Caffrey is associated with Live Theatre which is a small theatre on Newcastle's Quayside, which has nurtured actors that now perform in The Pitmen Painters who have progressed to London's West End and Broadway.

==Career==
Joe Caffrey's career began at the age of 22 after leaving the London Academy of Music and Dramatic Art (LAMDA).

===Joe's TV and film credits include===
- Clay (2008) BBC .... Dennis Hagen
- Doctors BBC D.I. Matthew Squires (14 episodes, 2007)
  - Shreds (2007) TV episode .... D.I. Matthew Squires
  - Blind Drunk (2007) TV episode .... D.I. Matthew Squires
  - Lonely Hearts (2007) TV episode .... D.I. Matthew Squires
  - Invisible Touch (2007) TV episode .... D.I. Matthew Squires
  - Second Helpings (2007) TV episode .... D.I. Matthew Squires
- Heartbeat ITV Seth Mottram (1 episode, 2006)
  - This Happy Breed
- The Bill ITV Ben Perkins (14 episodes, 2004-2005)
  - 375 (2005) TV episode .... Ben Perkins
  - 374 (2005) TV episode .... Ben Perkins
  - 371 (2005) TV episode .... Ben Perkins
  - 352 (2005) TV episode .... Ben Perkins
  - 326 (2005) TV episode .... Ben Perkins
- Distant Shores ITV Maurice (1 episode, 2005)
- Byker Grove BBC Paul / ... (10 episodes, 1990-1993 & 2004)
  - Episode No. 16.15 (2004) TV episode .... Alan Best
  - Episode No. 16.13 (2004) TV episode .... Alan Best
  - Episode No. 16.12 (2004) TV episode .... Alan Best
  - Episode No. 16.9 (2004) TV episode .... Alan Best
  - Episode No. 4.18 (1992) TV episode .... Paul
- Attachments .... Matt (1 episode, 2000)
  - Money Shot
- The Last Musketeer (2000) ITV .... Joe Salter
- Holby City .... Les (1 episode, 1999)
  - Search for the Hero (1999) TV episode .... Les
- Badger .... Chef (1 episode, 1999)
  - It's a Jungle Out There (1999) TV episode .... Chef
- Colour Blind (1998) TV mini-series .... Tony (unknown episodes)
... Catherine Cookson's Colour Blind (UK: complete title)
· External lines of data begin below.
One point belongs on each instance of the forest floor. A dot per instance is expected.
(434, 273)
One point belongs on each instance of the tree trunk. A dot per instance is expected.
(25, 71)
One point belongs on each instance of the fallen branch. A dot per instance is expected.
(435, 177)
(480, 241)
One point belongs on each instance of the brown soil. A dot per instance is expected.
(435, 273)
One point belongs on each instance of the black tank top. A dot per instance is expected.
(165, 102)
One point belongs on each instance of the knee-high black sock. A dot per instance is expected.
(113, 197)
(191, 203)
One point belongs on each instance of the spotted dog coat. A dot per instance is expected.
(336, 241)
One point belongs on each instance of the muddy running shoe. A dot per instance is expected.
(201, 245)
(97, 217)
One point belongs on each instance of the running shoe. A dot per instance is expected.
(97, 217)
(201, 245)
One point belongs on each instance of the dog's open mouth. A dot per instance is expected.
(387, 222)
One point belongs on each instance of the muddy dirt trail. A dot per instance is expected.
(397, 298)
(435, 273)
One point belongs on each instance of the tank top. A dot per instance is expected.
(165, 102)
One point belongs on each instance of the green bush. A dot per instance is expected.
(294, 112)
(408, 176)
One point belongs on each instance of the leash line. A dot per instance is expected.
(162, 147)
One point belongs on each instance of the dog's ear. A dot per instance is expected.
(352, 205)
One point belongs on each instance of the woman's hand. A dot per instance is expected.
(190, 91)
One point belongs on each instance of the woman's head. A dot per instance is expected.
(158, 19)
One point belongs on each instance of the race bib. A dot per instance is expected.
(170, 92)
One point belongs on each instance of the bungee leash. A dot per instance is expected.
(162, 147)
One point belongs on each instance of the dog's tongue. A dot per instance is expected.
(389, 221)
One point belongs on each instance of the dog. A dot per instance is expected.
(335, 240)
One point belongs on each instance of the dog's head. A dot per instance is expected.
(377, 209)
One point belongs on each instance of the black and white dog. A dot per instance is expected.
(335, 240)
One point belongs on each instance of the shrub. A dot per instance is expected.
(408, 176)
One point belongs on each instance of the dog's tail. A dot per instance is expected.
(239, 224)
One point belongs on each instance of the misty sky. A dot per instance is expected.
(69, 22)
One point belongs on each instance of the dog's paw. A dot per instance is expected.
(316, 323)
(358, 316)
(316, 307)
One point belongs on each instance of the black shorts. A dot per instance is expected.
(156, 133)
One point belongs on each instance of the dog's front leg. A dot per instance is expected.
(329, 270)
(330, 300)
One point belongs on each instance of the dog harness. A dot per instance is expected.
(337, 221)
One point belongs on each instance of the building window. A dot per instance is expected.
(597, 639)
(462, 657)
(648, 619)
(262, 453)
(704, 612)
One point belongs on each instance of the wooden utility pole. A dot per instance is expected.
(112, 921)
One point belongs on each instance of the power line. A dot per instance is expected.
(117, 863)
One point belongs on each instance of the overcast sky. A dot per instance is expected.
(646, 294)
- Ain't Misbehavin (1997) TV mini-series .... Corporal Jennings (3 episodes)
- Hetty Wainthropp Investigates .... Jake Vincent (1 episode, 1997)
  - Daughter of the Regiment (1997) TV episode .... Jake Vincent
- Soldier Soldier ITV.... Fus Peter Shortland (1 episode, 1996)
  - Beast
- Fighting for Gemma ITV (1993) .... Russell
- Spender .... Gene Hackett (1 episode, 1991)
  - Double Jeopardy

===Film work includes===
- In Fading Light Amber Films/Film 4 (1989) .... Yopper
- Women in Tropical Places Film 4 (1989) .... Jerry

Joe has also been involved in writing and performing in some sketches for the charity event, Sunday for Sammy in 2006, 2008 and 2010.

==Theatre==

- Cooking With Elvis (1998-2001) by Lee Hall - Live Theatre - Dad/Elvis
- We the People (2007) by Eric Schlosser - Shakespeare's Globe - Gerry
- Love's Labour's Lost (2007) - Shakespeare's Globe - Costard
- Much Ado About Nothing (2011) - Shakespeare's Globe - Borachio / Friar

In December 2008, Joe Caffrey rejoined the cast of Billy Elliot as Jackie Elliot, Billy's dad.